PHP/PDO/MySQL: inserting into MEDIUMBLOB stores bad data

I have a simple PHP web app that accepts icon images via file upload and stores them in a MEDIUMBLOB column.

On my machine (Windows) plus two Linux servers, this works fine. On a third Linux server, the inserted image is corrupted: unreadable after a SELECT, and the length of the column data as reported by the MySQL length() function is about 40% larger than the size of the uploaded file.

(Each server connects to a separate instance of MySQL.)

Of course, this leads me to think about encoding and character set issues. BLOB columns have no associated charsets, so it seems like the most likely culprit is PDO and its interpretation of the parameter value for that column.
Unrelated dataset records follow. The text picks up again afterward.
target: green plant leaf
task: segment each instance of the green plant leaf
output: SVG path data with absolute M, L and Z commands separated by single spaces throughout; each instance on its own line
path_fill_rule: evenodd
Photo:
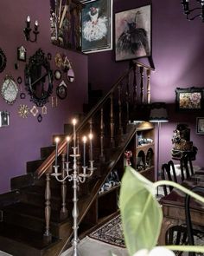
M 125 245 L 130 255 L 151 250 L 157 242 L 163 220 L 153 183 L 126 167 L 121 182 L 119 207 Z

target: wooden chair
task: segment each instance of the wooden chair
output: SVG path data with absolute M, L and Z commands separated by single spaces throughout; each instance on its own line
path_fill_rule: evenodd
M 204 194 L 203 187 L 194 187 L 192 188 L 194 192 L 202 192 Z M 194 246 L 194 233 L 201 233 L 201 230 L 196 230 L 192 226 L 191 214 L 190 214 L 190 195 L 187 194 L 185 198 L 185 214 L 186 214 L 186 224 L 187 224 L 187 233 L 188 233 L 188 244 L 189 246 Z M 194 253 L 189 253 L 189 256 L 195 256 Z
M 175 165 L 172 161 L 162 165 L 162 179 L 168 180 L 177 183 L 177 178 L 175 169 Z M 169 193 L 173 189 L 173 187 L 169 187 Z M 163 186 L 164 195 L 168 194 L 167 186 Z M 166 244 L 167 245 L 183 245 L 186 243 L 186 229 L 182 226 L 175 226 L 169 229 L 166 233 Z M 180 255 L 179 253 L 177 255 Z
M 176 178 L 176 174 L 175 174 L 175 165 L 174 162 L 172 161 L 169 161 L 168 163 L 164 163 L 162 165 L 162 179 L 163 180 L 168 180 L 170 181 L 175 181 L 175 183 L 177 183 L 177 178 Z M 173 189 L 172 187 L 169 187 L 169 192 L 171 192 L 171 190 Z M 167 192 L 167 186 L 163 186 L 163 193 L 164 195 L 168 194 Z

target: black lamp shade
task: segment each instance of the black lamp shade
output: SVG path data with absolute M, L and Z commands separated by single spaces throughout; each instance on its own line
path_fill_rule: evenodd
M 168 121 L 166 103 L 154 102 L 151 104 L 150 121 L 151 122 Z

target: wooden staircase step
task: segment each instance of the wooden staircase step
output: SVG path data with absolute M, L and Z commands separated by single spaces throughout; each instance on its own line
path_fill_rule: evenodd
M 26 170 L 27 173 L 35 173 L 36 169 L 42 164 L 44 159 L 34 160 L 27 161 L 26 163 Z
M 19 226 L 0 223 L 1 250 L 15 256 L 41 256 L 50 246 L 57 245 L 60 240 L 52 237 L 48 241 L 43 233 L 22 228 Z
  • I've tried using bindValue with PDO::PARAM_LOB, to no effect.
  • I've verified that the images are being received on the server correctly (i.e. am reading them post-upload with no problem), so it's definitely a DB/PDO issue.
  • I've searched for obvious configuration differences between the servers, but I'm not an expert in PHP configuration so I might have missed something.

The insert code is pretty much as follows:

$imagedata = file_get_contents($_FILES["icon"]["tmp_name"]);
$stmt = $pdo->prepare('insert into foo (theimage) values (:theimage)');
$stmt->bindValue(':theimage', $imagedata, PDO::PARAM_LOB);
$stmt->execute();

Any help will be really appreciated.

UPDATE: The default MySQL charset on the problematic server is utf8; it's latin1 on the others.

The problem is "solved" by adding PDO::MYSQL_ATTR_INIT_COMMAND => "SET NAMES latin1 COLLATE latin1_general_ci" to the PDO constructor.

This seems like a bug poor design to me: why should the charset of the connection have any effect on data for a binary column, particularly when it's been identified as binary to PDO itself with PARAM_LOB?

Note that the DB tables are defined as latin1 in all cases: it's only the servers' default charsets that are inconsistent.


Solution 1:

This seems like a bug to me: why should the charset of the connection have any effect on data for a binary column, particularly when it's been identified as binary to PDO itself with PARAM_LOB?

I do not think that this must be a bug. I can imagine that whenever the client talks with the server and says that the following command is in UTF-8 and the server needs it in Latin-1, then the query might get re-encoded prior parsing and execution. So this is an encoding issue for the transportation of the data. As the whole query prior parsing will get influenced by this re-encoding, the binary data for the BLOB column will get changed as well.

From the Mysql manual:

What character set should the server translate a statement to after receiving it?

For this, the server uses the character_set_connection and collation_connection system variables. It converts statements sent by the client from character_set_client to character_set_connection (except for string literals that have an introducer such as _latin1 or _utf8). collation_connection is important for comparisons of literal strings. For comparisons of strings with column values, collation_connection does not matter because columns have their own collation, which has a higher collation precedence.

Or on the way back: Latin1 data from the store will get converted into UTF-8 because the client told the server that it prefers UTF-8 for the transportation.

The identifier for PDO itself you name looks like being something entirely different:

PDO::PARAM_LOB tells PDO to map the data as a stream, so that you can manipulate it using the PHP Streams API. (Ref)

I'm no MySQL expert but I would explain it this way. Client and server need to negotiate which charsets they are using and I assume they do this for a reason.